When you get into the details of it all, it gets more complicated. You might be moving to a different way of model binding, your data is going to be handled differently, and the new library or language might not let you keep your current architecture in place. Balancing the legacy updates and the new code base takes time and a good strategy. Here are a few tips you can use to make this process easier and more efficient.
Break it down component by component
Since all of your business logic is on the back-end (right?), you can take the component approach on the front-end and try to keep the same architecture in place. This means you could add more components to make up a single component or it could mean you can merge multiple components into one. By going using this method you know exactly what each component is responsible for and how they should interact. You can take it a step further by creating documentation for each component as you go. That could be in the form of tests or written docs.
When you take the time to recreate each component in the new language, you’re giving yourself time to work on refactoring and implementing new features and bug fixes. You have to go through and touch each component in the legacy system to make sure your new system has everything users are familiar with. Even in a system with hundreds of components, it pays to take the time to go through each one because you find ways to optimize the new application.
Refactoring an entire code base while implementing new stuff in the existing code is going to take time. Don’t feel bad if you’re moving “slow” because you are doing things the right way.
Go up to the directory level
Once you’ve converted all of the components in a directory, check to make sure that everything in the new system is connected correctly. Are all of the child components getting the right data from the parent components? Do you see any modules that you need to import to make your components work together? Going through the directories as you finish components will help you keep a big picture view of the application as you go through the details of refactoring.
When you have to go in and fix bugs in the legacy application, that’s a good time for you to do a directory level check. If there are certain parts of the legacy app you keep hitting for your updates then spend some extra time on refactoring those parts. Looking at a directory as a whole helps you keep your new components in context as you maintain the old ones. It’s also another way you can find places to improve the refactored version of the application.

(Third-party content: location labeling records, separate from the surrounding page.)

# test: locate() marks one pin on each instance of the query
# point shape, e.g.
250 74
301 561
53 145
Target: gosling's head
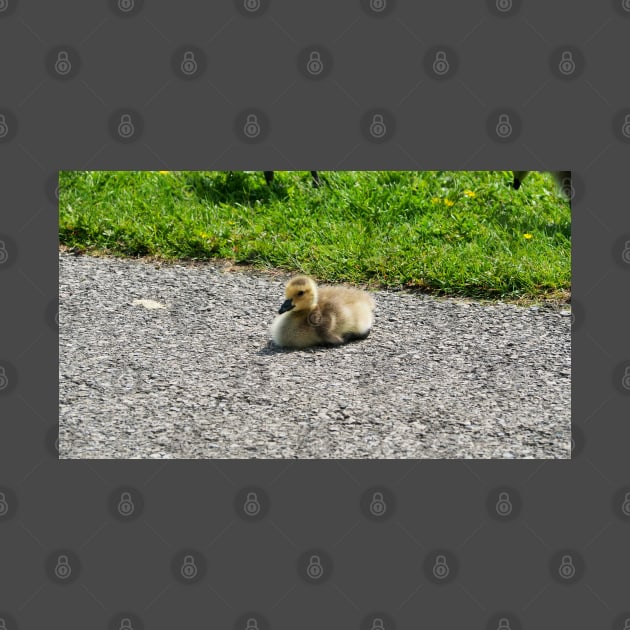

Figure out your priorities
Prioritizing tasks is always a juggling act, but when you have to refactor and maintain an application it’s like juggling triangles. Should updates come before refactoring or should bug fixes come before refactoring? Usually the business needs will dictate which set of tasks take priority over the others, although there comes a point where you have to tell them what you can focus on. Actively updating a legacy system makes it weird to refactor because you have to make sure any new functionality gets included in the new application.
So in a way you have to update an app that you haven’t finished building. That’s why you as a developer have to know when and where to draw the line. You only have so much time to work on your tasks which means management needs to clearly define what your priorities are and why. Once you have your main priorities set, don’t deviate from them. It’s easy to get in a situation like this and start to flip back and forth between the two systems. That makes it harder for you to focus on a particular library or language and slows you down.

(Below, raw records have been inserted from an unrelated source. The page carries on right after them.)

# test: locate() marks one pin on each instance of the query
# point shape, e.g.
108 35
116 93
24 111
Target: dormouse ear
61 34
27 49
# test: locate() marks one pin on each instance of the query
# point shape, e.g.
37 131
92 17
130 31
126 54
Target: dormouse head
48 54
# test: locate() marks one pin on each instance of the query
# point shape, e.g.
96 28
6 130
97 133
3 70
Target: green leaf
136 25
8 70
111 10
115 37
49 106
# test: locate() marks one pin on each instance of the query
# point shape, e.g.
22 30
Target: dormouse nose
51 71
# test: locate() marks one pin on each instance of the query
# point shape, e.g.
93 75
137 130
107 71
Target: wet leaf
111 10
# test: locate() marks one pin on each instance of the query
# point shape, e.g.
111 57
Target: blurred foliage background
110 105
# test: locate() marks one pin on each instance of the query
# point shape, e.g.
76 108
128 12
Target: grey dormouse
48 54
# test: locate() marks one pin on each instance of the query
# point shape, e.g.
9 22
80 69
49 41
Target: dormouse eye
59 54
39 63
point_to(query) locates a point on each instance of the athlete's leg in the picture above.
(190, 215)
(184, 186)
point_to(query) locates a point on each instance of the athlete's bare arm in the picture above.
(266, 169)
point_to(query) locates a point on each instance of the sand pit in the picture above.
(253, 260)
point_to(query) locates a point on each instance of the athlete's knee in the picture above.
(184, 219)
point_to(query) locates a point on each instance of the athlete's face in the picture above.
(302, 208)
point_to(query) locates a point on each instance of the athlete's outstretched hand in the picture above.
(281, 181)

Check the business logic as you go
Refactoring is more than translating code from one language or library to another. You have to make sure the new version is going to work with the same business rules as the existing app. While you’re writing components or updating API calls, make sure that you aren’t breaking business logic. As you are updating the existing app you’ll notice that some things in the business logic are odd. You have a great opportunity here to ask product managers questions because you will have specific details to ask about.
The business logic is arguably the most important part of a system because it sets the rules for how the system should behave with users. This is important regardless of whether you’re changing up the front-end or back-end. As changes were made to the legacy system over time, the business logic might have gotten fuzzy. Don’t transfer that ambiguity to the new system. Part of a good refactoring is making a new code base that cleans up some of the issues with the old and that’s especially true when it comes to business logic.

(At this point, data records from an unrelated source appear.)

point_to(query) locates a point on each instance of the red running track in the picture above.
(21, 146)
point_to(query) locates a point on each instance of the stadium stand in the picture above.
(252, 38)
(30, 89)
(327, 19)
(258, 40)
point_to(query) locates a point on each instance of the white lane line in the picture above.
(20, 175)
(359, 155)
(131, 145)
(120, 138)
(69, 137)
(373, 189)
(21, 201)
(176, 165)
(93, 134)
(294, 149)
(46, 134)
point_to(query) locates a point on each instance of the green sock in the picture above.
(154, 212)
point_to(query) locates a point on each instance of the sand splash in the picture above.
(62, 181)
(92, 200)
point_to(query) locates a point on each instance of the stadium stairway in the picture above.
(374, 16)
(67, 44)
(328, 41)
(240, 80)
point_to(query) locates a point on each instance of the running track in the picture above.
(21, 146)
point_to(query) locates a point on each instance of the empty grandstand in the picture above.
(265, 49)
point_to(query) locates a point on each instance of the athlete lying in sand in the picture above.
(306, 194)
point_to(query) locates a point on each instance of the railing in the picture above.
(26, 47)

Focus on writing the new code well
One of the best parts of refactoring an app is that you get to start with fresh code. The new system can have all the best practices, the cleanest directory structure, and even good security practices. Take a note of all the things you wish were in the legacy system and implement them in the new one. That’s one of the good things that comes from updating a legacy app while you refactor it. You get to start a new code base from scratch and that means you have the first shot at shaping how it grows in the future.
This is your chance to include all the tests and logging you ever wanted. You can keep the number of dependencies down and work on performance issues you noticed in the old app. Keep this same focus in the legacy app as well. Until you get an official deprecation date and it’s been announced to more than just the engineering group, assume that you will be maintaining the legacy app for the foreseeable future. That means you need to keep that code base as clean as possible so don’t let sloppy code sneak in just because the refactoring efforts have started.
What’s something else you do when you have to refactor a code base? Do you handle the process differently depending on if it’s a front-end or back-end refactor? Sometimes I’ll refactor my side projects just to compare different languages or frameworks. It’s a useful skill to have because it helps you form opinions about how different libraries implement the same features. Plus it’s another way to practice coding!